More details on the number of samples analyzed per classification task are given in the Figure 3. Based on the number of participants per age group (as discussed in the Section 4.1) it was decided to divide the subjects into two groups, those under the age of 30 and those over (Figure 3).

4.3. Fusion Strategies Implementation

Feature vectors obtained as explained in Section 4.2 are combined through the feature level fusion by a concatenation strategy. This strategy was preferred to a summation one that can reduce dimensionality because in this case, compared to the three biometric modalities (pupil, fixation, blink) we have no redundant information. In fact, applying the Spearman non-parametric test between the characteristics of the three modalities pairs (blink–pupil, fixation–pupil, blink–fixation), we observed that there is poor correlation between them. For example, studied the pupil–blink pair, we applied this test to all possible pairs of characteristics that could be obtained by comparing these two biometric traits.
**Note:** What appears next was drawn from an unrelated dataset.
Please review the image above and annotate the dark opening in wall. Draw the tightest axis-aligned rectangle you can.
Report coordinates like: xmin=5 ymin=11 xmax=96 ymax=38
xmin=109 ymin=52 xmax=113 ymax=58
We report in Table 1 the average of these values for each pair analyzed.
So, it is evident how the association between these modalities is very poor. Then, the feature vectors were transformed by scaling each feature over a given interval. The rationale behind this choice is that this scaling includes robustness to very small standard deviations of features and the retention of zero entries in the sparse data. After these considerations and operations, the experimentation was conducted by partitioning the available data into a random train and test subsets with a ratio of 80:20, respectively. By dividing the entire dataset into these pairs of sets, we drastically reduce the number of samples that can be used for the learning of our choice models (see Section 3.2), and also we strongly tie the results obtained to the random selection of these subsets. Another problem is related to the chosen estimators, setting fixed parameters has an impact on the final performance of the system. To overcome these problems we used an exhaustive search on different parameter values specified for each estimator with a k-fold cross-validation procedure with a variable “k” between 2 and 10. The basic idea behind this procedure is to divide the training dataset into k parts and train the model on a subset consisting only of k − 1. The resulting part is used to validate the model with a performance measure such as accuracy. The measure of the performance obtained is the average of the k − 1 values derived individually. For each model trained, a confidence score associated with each element of the test set was generated with respect to each label (male/female or under30/over30), i.e., the probability that that particular subject in the test belongs to a category rather than to another. After obtaining these scores from the estimators, we used several strategies to combine them. We focused on two approaches: transformation-based score fusion and classifier-based score fusion. For the first strategy, only the scores of those classifiers were selected that reported an accuracy greater than a threshold (over the red line in Figure 4).
The techniques described in Section 3.1.1 and Section 3.1.2 were applied to the scores of the selected classifiers by matching them in all possible combinations. The best weights were calculated with brute force combinations of weights of the type w / 10 with w ranging from 1 to 10.
Table 2 and Table 3 report the combinations of classifiers that have reported the highest score with respect to the number of models that are combined, therefore from 2 to 6 by age classification (Figure 5) and from 2 to 5 by gender one (Figure 6).
The highest accuracy for the combination was reported only when it actually exceeded the maximum accuracy reported in Figure 4 for each classification task. Another strategy, based on Bayesian rules, as explained in Section 3.1.3, was also applied for the transformation-based score fusion, combining the selected classifiers two by two. The best results are reported in Table 2 and Table 3. The second score level fusion technique implemented is the classifier based score fusion approach. The models chosen are the same ones used to obtain the scores. These classifiers were trained on a new train dataset obtained by concatenating the scores relating to the two classifiers that reported the highest accuracy in Figure 4. So, for age classification, we concatenated the scores of SVM and Random Forest, while for gender classification Gradient Boosting and SVM ones. The rate train:test chosen was 70:30. Additionally, in this case, an exhaustive research of the best parameters was applied and different k-fold strategies for the models were tested in order to obtain the best results reported in Figure 7.

5. Discussion

In this work, we applied different fusion strategies to periocular data samples (Figure 1) with the aim of obtaining a gender and age classification. After the extraction of the characteristics (as explained in Section 4.2) relating to each biometric trait considered, at first, we proceeded with a fusion at feature level, opting for a concatenation strategy. As reported in Table 1, it was observed that the characteristics under analysis for each biometric trait were highly independent to each other. To support the need for this choice to obtain more competitive performances, we have replicated the experiment without this prior step. The same exhaustive research was applied to the classifiers described in Section 3.2.
Figure 8 reports the accuracy achieved in the best configuration per biometric trait analyzed individually.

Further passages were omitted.